Role of the c/ebp proteins in hepatic and vascular-smooth-muscle
transcription of the human nhe-1 gene.
Kolyada, Alexey Y., Conrado A. Johns, and Nicolaos E. Madias.
Department of Medicine, Tufts University School of Medicine, and
Division of Nephrology, New England Medical Center, Boston,
Massachusetts 02111
APStracts 2:0220C, 1995.
We have recently shown that regulatory element D (nucleotides -239 to
-215) of the 0.25-kb promoter of the human growth factor-activatable
Na+/H+ exchanger (NHE-1) is important for gene transcription in cells
of hepatic origin (HepG2) and vascular-smooth-muscle origin (VSM
A7r5). This element contains a sequence (nucleotides -230 to -222)

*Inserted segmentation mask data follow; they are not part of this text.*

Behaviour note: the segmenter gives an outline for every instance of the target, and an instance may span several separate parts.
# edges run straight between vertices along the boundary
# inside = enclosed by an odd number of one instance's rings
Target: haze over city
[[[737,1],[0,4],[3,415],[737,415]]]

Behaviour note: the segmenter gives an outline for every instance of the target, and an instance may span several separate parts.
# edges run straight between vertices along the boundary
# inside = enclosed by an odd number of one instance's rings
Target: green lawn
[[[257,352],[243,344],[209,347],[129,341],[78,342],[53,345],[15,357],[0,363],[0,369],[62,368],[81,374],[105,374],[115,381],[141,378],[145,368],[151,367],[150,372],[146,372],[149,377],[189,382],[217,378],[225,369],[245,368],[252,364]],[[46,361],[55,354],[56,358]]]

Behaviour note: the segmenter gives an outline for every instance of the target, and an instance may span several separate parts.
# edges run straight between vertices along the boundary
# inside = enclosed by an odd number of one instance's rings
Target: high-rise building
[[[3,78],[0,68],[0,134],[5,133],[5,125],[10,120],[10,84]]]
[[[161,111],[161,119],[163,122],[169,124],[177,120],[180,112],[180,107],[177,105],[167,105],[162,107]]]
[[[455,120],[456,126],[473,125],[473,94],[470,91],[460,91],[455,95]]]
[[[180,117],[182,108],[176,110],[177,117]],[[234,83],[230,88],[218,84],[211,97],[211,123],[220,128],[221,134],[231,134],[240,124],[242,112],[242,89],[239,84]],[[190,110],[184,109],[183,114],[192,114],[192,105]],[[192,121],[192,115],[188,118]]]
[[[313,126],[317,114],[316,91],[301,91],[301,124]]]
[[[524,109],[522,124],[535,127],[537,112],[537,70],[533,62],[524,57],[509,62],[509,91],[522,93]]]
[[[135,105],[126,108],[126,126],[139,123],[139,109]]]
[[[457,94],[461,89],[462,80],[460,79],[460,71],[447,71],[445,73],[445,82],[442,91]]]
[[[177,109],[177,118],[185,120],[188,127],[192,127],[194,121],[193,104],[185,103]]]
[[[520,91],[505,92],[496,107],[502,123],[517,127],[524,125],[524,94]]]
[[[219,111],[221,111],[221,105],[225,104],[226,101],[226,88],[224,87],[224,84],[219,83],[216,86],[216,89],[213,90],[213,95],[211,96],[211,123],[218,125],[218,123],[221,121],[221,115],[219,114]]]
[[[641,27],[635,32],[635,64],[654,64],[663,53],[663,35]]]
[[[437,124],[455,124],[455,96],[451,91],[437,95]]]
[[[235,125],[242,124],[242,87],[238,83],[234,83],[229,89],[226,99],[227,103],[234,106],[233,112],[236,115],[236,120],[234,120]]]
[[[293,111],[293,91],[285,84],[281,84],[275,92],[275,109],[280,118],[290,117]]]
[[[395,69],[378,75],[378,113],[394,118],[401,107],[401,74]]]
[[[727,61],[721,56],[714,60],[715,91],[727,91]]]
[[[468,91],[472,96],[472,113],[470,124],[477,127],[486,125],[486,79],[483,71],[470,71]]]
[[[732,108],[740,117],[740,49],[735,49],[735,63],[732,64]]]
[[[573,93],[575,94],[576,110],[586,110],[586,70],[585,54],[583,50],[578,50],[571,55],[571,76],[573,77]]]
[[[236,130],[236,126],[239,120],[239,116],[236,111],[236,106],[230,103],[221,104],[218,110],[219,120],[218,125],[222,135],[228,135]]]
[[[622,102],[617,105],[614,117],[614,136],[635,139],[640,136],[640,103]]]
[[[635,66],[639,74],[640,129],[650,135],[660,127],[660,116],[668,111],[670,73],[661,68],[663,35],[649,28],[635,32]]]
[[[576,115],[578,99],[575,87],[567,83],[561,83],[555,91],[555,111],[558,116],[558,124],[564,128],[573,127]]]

with complete homology to the C/EBP binding site. We now demonstrate
that nucleotide substitution mutations disrupting this C/EBP site
suppressed transcription in HepG2 cells, VSM A7r5 cells, and Sprague
-Dawley VSM cells in primary culture. These mutations abolished the
binding of rat liver nuclear activities as well as transcription
factors C/EBP[alpha], C/EBP[beta], and C/EBP[delta] expressed in COS
-1 cell lysates to element D. Anti-C/EBP antibodies supershifted
DNA/protein complexes formed between hepatic nuclear activities or
C/EBP proteins expressed in COS-1 cell lysates and regulatory element
D. Finally, co-transfection experiments of NHE-1 0.25-kb promoter/CAT
construct and C/EBP expression vectors showed that C/EBP[alpha] and
C/EBP[delta] are transactivators of the NHE-1 proximal promoter in
HepG2 and VSM A7r5 cells. These results indicate that members of the
C/EBP family of transcription factors are involved in the regulation
of hepatic and vascular-smooth-muscle transcription of the human NHE
-1 gene.
Received 21 December 1994; accepted in final form 26 May 1995.
APS Manuscript Number C730-4.
Article publication pending Am. J. Physiol. (Cell Physiology).
ISSN 1080-4757 Copyright 1995 The American Physiological Society.
Published in APStracts on 8 June 1995.